13 Mar 2019 12:20 PM - last edited on 13 Dec 2021 12:34 PM by MaciejNeumann
Does anyone here have any experience regarding Dynatrace's behavior when applications/services are impacted due to any involved services reaching their container-defined CPU limit while being monitored by way of a Kubernetes application-only agent?
By "behavior" I mean: Is Dynatrace able to pin-point to the problem root cause correctly (i.e. CPU usage has reached CPU limit and is being throttled) under these circumstances? Does the agent know about the CPU limits at all?
In our case we are currently running Dynatrace Managed 1.162 and using application-only agents for deep-monitoring of Java processes running as Docker images on a PaaS (OpenShift 3.9.60).
Unfortunately it's currently not (easily) possible for us to create a synthetic test scenario where CPU limits are reached in order to see what happens.

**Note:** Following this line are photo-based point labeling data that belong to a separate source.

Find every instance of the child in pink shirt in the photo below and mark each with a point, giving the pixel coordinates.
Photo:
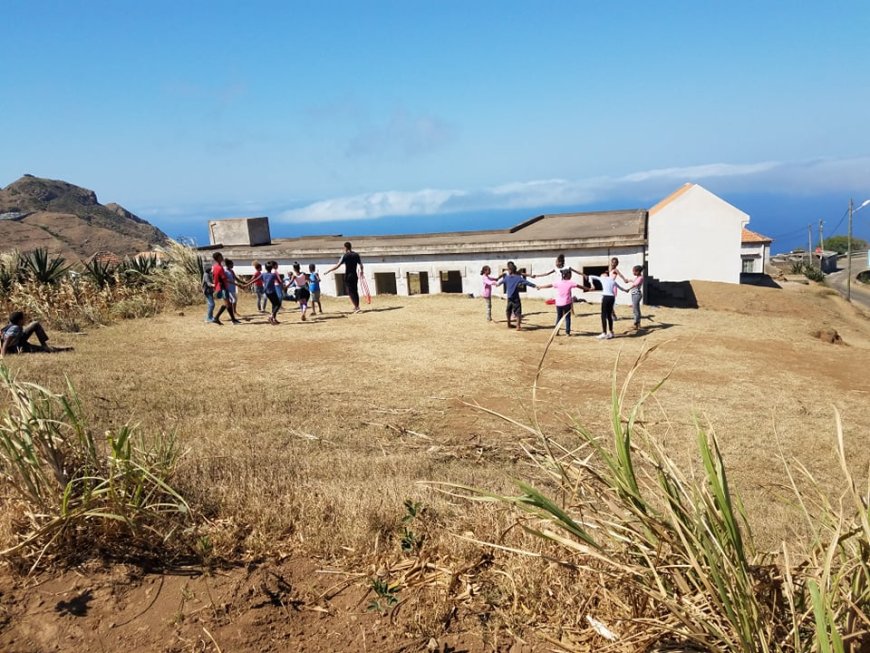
(564, 297)
(488, 283)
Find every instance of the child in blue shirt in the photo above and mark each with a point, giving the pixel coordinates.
(314, 289)
(513, 282)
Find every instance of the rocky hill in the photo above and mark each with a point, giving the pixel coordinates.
(68, 220)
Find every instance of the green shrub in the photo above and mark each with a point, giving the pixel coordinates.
(840, 244)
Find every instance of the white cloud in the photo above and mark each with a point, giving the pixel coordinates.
(795, 177)
(374, 205)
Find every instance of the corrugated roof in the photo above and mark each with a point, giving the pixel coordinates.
(752, 237)
(597, 229)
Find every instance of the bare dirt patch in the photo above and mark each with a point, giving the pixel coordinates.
(305, 439)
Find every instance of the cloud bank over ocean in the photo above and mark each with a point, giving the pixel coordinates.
(783, 177)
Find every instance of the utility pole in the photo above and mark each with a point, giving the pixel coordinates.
(810, 243)
(849, 256)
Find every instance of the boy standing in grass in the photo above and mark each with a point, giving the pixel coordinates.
(635, 291)
(488, 284)
(221, 289)
(564, 297)
(257, 281)
(208, 293)
(353, 269)
(273, 289)
(513, 282)
(608, 300)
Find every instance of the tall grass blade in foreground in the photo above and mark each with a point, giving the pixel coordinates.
(678, 549)
(80, 494)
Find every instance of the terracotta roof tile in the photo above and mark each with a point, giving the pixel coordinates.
(670, 198)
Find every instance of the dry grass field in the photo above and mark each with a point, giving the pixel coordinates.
(303, 441)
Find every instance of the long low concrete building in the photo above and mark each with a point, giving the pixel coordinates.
(690, 235)
(451, 262)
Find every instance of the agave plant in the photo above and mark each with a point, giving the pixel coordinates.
(101, 272)
(136, 269)
(43, 267)
(11, 270)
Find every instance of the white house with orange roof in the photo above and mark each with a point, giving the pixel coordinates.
(754, 252)
(695, 235)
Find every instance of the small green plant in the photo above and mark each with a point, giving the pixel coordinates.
(411, 541)
(386, 596)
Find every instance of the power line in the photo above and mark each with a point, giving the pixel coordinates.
(840, 222)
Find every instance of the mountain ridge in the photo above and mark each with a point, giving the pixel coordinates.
(69, 220)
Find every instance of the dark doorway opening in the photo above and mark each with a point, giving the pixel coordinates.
(451, 281)
(340, 290)
(418, 283)
(385, 283)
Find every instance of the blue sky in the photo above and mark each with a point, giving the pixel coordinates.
(374, 116)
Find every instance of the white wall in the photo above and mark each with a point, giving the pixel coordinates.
(696, 236)
(469, 266)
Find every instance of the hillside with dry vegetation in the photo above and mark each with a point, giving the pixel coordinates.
(68, 220)
(383, 481)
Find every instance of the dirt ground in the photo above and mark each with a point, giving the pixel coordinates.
(313, 434)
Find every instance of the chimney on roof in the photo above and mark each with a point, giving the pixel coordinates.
(249, 232)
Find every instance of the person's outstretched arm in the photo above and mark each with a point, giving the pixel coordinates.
(335, 267)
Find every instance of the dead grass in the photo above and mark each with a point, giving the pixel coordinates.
(307, 437)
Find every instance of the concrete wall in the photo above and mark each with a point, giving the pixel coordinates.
(696, 236)
(469, 268)
(239, 231)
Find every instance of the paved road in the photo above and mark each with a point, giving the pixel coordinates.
(860, 291)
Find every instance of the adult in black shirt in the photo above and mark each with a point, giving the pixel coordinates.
(351, 261)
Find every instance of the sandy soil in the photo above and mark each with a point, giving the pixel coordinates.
(374, 403)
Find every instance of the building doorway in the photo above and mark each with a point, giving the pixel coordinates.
(385, 283)
(593, 272)
(340, 290)
(451, 281)
(418, 283)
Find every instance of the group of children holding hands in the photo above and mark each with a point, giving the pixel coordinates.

Any input is greatly appreciated.
Solved! Go to Solution.
14 Mar 2019 07:32 AM
In general DT is collecting data about containers CPU like on screen I've pasted. So it should know what limit on CPU is set per container. We should have alert about that. But to be honest, I've never had before such issue on any environment I'm working with, so I can't tell you for sure 🙂
Sebastian
14 Mar 2019 08:57 AM
Thanks for the feedback.
Confirm you get the same info with application-only monitoring without a full-stack OneAgent installed on the underlying Docker/Kubernetes host?
18 Mar 2019 11:47 AM
You're right there are 2 options of deployment. I've never tried application only approach. As I understand it should monitor only processes and services, not all containers. So it may be issue here.
Sebastian
18 Mar 2019 10:45 AM
From the lack of feedback I conclude not many Dynatrace customers are using application-only monitoring or anticipating issues due to container CPU limits and throttling...
Anyway, in the meantime I found an interesting article about how to deal with application pauses which are due to Linux cgroups-induced CPU throttling in Java:
https://engineering.linkedin.com/blog/2016/11/appl...
As long as it's not clear if/how the application-only monitoring is capable of correlating application pauses with CPU throttling this may serve as a good reference.